Question

A satellite revolving around a planet in stationary orbit has time period 6 hours. The mass of planet is one-fourth the mass of earth. The radius orbit of planet is: (Given = Radius of geostationary orbit for earth is $4.2 \times 10^4$ km

• A. $1.4 \times 10^4$ km
• B. $8.4 \times 10^1$ km
• C. $1.68 \times 10^5$ km
• D. $1.05 \times 10^4$ km

Answer 1

The Correct Option is D

Provided Data:
- Satellite orbital period around planet: \( T_1 = 6 \, \text{hours} \)
- Geostationary satellite orbital period around Earth: \( T_2 = 24 \, \text{hours} \)
- Radius of geostationary orbit around Earth: \( r_2 = 4.2 \times 10^4 \, \text{km} \)
- Mass of the planet: \( M_1 = \frac{M}{4} \) (where \( M \) is Earth's mass)

Step 1: Applying the Time Period Formula for Circular Orbits
The time period \( T \) of a satellite in orbit is calculated using:

\[ T = 2\pi \sqrt{\frac{r^3}{GM}}. \]

The ratio of the time periods for the satellite and Earth's geostationary satellite is:

\[ \frac{T_1}{T_2} = \left( \frac{r_1}{r_2} \right)^{3/2} \left( \frac{M_2}{M_1} \right)^{1/2}, \]

where:
- \( r_1 \) and \( r_2 \) represent the respective orbital radii,
- \( M_1 \) and \( M_2 \) represent the masses of the respective planets.

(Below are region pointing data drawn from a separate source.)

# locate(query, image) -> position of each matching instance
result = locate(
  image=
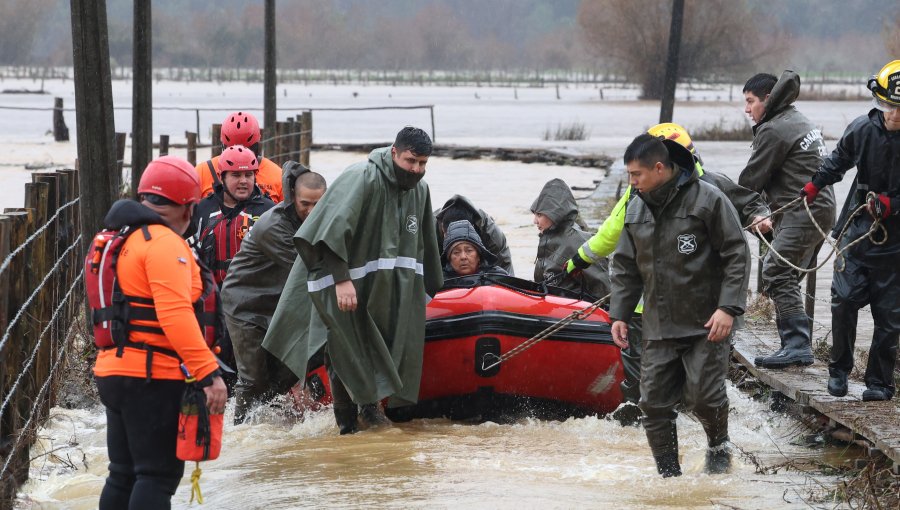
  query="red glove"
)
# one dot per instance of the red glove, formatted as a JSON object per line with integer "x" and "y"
{"x": 879, "y": 206}
{"x": 810, "y": 191}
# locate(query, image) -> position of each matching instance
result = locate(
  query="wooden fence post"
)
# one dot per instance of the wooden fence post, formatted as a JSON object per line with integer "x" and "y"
{"x": 191, "y": 147}
{"x": 215, "y": 143}
{"x": 305, "y": 137}
{"x": 13, "y": 356}
{"x": 60, "y": 131}
{"x": 163, "y": 145}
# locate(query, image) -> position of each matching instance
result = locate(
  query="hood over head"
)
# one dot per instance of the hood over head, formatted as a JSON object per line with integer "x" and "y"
{"x": 462, "y": 230}
{"x": 557, "y": 203}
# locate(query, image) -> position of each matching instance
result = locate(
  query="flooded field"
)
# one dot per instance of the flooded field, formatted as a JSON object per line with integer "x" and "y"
{"x": 282, "y": 462}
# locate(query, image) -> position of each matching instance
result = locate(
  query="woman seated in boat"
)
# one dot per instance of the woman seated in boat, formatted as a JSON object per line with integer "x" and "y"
{"x": 464, "y": 253}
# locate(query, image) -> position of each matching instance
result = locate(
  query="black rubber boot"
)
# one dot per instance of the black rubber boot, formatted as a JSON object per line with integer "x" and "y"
{"x": 797, "y": 349}
{"x": 667, "y": 465}
{"x": 837, "y": 383}
{"x": 876, "y": 394}
{"x": 372, "y": 416}
{"x": 346, "y": 419}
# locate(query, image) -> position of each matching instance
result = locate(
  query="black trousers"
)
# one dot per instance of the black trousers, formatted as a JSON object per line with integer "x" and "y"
{"x": 141, "y": 430}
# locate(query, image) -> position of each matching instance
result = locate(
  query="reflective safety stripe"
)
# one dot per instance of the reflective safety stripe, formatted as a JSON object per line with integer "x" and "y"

Step 2: Inserting Given Values
With the given values substituted:

\[ \frac{6}{24} = \left( \frac{r_1}{4.2 \times 10^4} \right)^{3/2} \left( \frac{M}{M/4} \right)^{1/2}. \]

Simplified expression:

\[ \frac{1}{4} = \left( \frac{r_1}{4.2 \times 10^4} \right)^{3/2} \times 2. \]

Dividing both sides by 2 yields:

\[ \frac{1}{8} = \left( \frac{r_1}{4.2 \times 10^4} \right)^{3/2}. \]

Taking the cube root:

\[ \left( \frac{r_1}{4.2 \times 10^4} \right) = \left( \frac{1}{8} \right)^{2/3} \approx 0.25. \]

Consequently:

\[ r_1 \approx 0.25 \times 4.2 \times 10^4 = 1.05 \times 10^4 \, \text{km}. \]

The calculated orbital radius for the planet is \( 1.05 \times 10^4 \, \text{km} \).